III. Benefits of Utilizing Stablecoins for Currencies Impacted by High Inflation
Decreased Dependency on Fiat Currency: Stablecoins are digital currencies deliberately designed with a low degree of volatility. This makes them attractive alternative to currencies impacted by high inflation. This is due to the stability and trust of cryptocurrency transactions. In this way, citizens of countries experiencing runaway inflation can rely on stablecoins as a form of savings rather than their declining local currency.
Protection Against Hyperinflation: By avoiding hyperinflation, citizens can protect their value in the form of stablecoins.
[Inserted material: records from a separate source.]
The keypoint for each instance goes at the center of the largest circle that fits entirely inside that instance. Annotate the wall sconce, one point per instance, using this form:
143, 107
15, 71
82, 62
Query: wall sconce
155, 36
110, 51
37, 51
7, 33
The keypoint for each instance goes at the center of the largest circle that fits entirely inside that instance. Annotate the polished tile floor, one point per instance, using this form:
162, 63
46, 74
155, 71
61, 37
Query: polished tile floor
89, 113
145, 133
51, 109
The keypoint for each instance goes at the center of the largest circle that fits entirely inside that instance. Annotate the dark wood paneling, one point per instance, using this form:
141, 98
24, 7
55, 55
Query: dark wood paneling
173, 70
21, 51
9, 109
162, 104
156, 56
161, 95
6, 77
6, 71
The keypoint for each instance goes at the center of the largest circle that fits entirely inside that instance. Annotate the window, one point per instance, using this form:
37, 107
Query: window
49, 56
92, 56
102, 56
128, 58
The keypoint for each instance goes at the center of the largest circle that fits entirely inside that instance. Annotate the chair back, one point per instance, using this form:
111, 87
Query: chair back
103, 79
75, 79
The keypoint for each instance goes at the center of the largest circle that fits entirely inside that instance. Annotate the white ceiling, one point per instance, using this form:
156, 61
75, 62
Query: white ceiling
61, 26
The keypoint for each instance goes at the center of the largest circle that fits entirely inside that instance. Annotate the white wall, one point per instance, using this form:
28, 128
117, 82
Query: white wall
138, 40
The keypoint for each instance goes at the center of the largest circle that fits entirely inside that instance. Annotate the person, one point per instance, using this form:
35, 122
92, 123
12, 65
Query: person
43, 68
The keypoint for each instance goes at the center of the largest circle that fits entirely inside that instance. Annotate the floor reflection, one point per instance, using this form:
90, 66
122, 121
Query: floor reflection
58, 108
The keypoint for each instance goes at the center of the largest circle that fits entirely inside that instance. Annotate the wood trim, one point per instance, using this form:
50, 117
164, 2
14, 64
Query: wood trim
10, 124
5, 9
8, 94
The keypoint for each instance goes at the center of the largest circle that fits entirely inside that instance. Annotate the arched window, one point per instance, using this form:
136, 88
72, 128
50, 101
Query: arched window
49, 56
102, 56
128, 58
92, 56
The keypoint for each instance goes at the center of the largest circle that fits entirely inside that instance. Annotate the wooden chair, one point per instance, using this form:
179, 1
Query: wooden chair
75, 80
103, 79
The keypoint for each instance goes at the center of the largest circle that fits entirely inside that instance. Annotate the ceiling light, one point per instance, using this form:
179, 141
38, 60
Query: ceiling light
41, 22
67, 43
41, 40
Stablecoins guarantee protection against devaluation and inflation as the base blockchain protocol assets (such as Ethereum or Bitcoin) are pegged to a more stable asset such as the US Dollar. This is an essential protection for citizens of countries where the fiat currency is subject to rapid devaluation.
Less Volatility: When cryptocurrencies are subjected to high volatility, trading it is a risky activity. With stablecoins being pegged to something stable, users can trade without worrying about large fluctuations or value drops. This can be especially advantageous for organizations and businesses dealing with payments and transactions from abroad. stablecoins provide them with a low-risk, value-stable alternative to the regular currencies.
Stablecoins have the potential to provide much-needed aid in economies with high inflation and the Brevan Howard Digital project is a step in the right direction. For citizens living in countries with volatile currencies, this form of digital currency may be the key to financial stability. Only time will tell if this new project will be a success or not.